Die fünfjährige Mia dachte ähnlich: Sie wollte sich für den Bummel mit Oma besonders schön anziehen. Bevor ihre Mutter sie zur Oma bringen konnte, war es zwischen Mutter und Tochter zu einem kleinen Kampf um die passenden Anziehsachen gekommen. So durfte die Kleine zwar den neuen blauen Wintermantel anziehen und ihre passende Pudelmütze inklusive der neuen Handschuhe tragen. Damit war ihre Mutter nach einer kleinen Diskussion einverstanden. Als Mia jedoch die gelben Gummistiefel aus dem Schuhschrank zog, begann der heftigere Streit um die Kleidungsfrage.
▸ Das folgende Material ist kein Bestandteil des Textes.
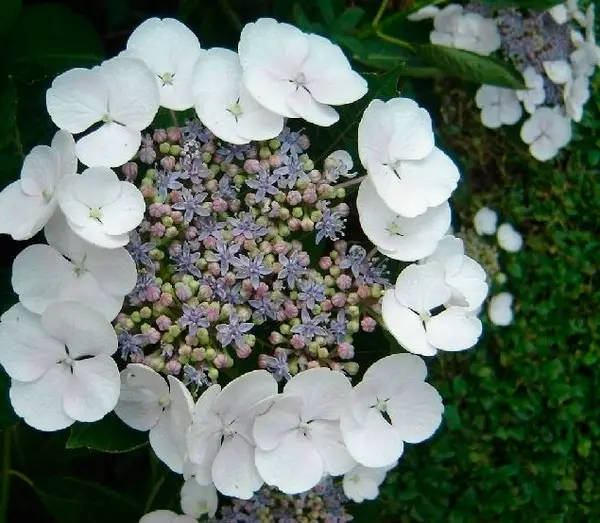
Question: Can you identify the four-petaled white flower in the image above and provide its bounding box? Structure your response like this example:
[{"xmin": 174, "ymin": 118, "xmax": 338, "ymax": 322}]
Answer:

"Die sind dir doch viel zu klein! Wir haben nur vergessen, sie im letzten Winter in den Schuhcontainer zu werfen. Deine großen Zehen werden dir schon weh tun, wenn ihr durch den Schnee bis zur Stadtbahn gelaufen seid. Auf dem Weihnachtsmarkt wollt ihr euch den Märchen-Zauberwald, die Buden und den großen Baum anschauen. Oma hat mir ferner gesagt, dass du heute so oft mit den Kinderkarussells fahren darfst, wie du es möchtest. Und ich kenne euch, Hunger auf Pommes und auf etwas Süßes habt ihr beide ebenfalls. Das alles dauert, und du kannst nicht mehr in deinen Stiefeln laufen."

"Nein, die passen mir noch!" Mias Protest war letztlich erfolgreich, und ihre Mutter hatte entnervt aufgegeben.

Auf dem Weihnachtsmarkt waren Oma und Enkelin vielen sofort aufgefallen: eine modisch gekleidete ältere Dame und ein fröhliches blondes Mädchen, das aussah wie die Enkelin des Nikolaus.

"Oma, ich verrate dir ein Geheimnis." Mia rückte mit ihrem Stuhl näher an ihre Großmutter heran. "Aber nachher bitte nichts zu Mama sagen."

"Nein, das verspreche ich dir. Also 'raus mit der Sprache."

"Meine Füße tun mir weh, Oma. Aber ich wollte unbedingt meine gelben Stiefel anziehen, weil sie so schön sind. Mama hat mir gesagt, die sind mir jetzt zu klein. Dürfen meine Füße auch in deine Schüssel?"

"Das ist ein Fußbad", antwortete Oma Hilde. "Na, dann 'mal los! Hol' uns bitte noch vorher ein paar Weihnachtskekse, etwas zu trinken und dein Weihnachtsbuch. Anschließend zieh' schnell deine Strümpfe aus, und steck' deine Füße dazu. Das passt schon! Ich lese dir zugleich eine Weihnachtsgeschichte vor."

Kurz darauf genossen zwei junge und zwei alte Füße die wohlige Wärme und Massage nach dem langen Tag.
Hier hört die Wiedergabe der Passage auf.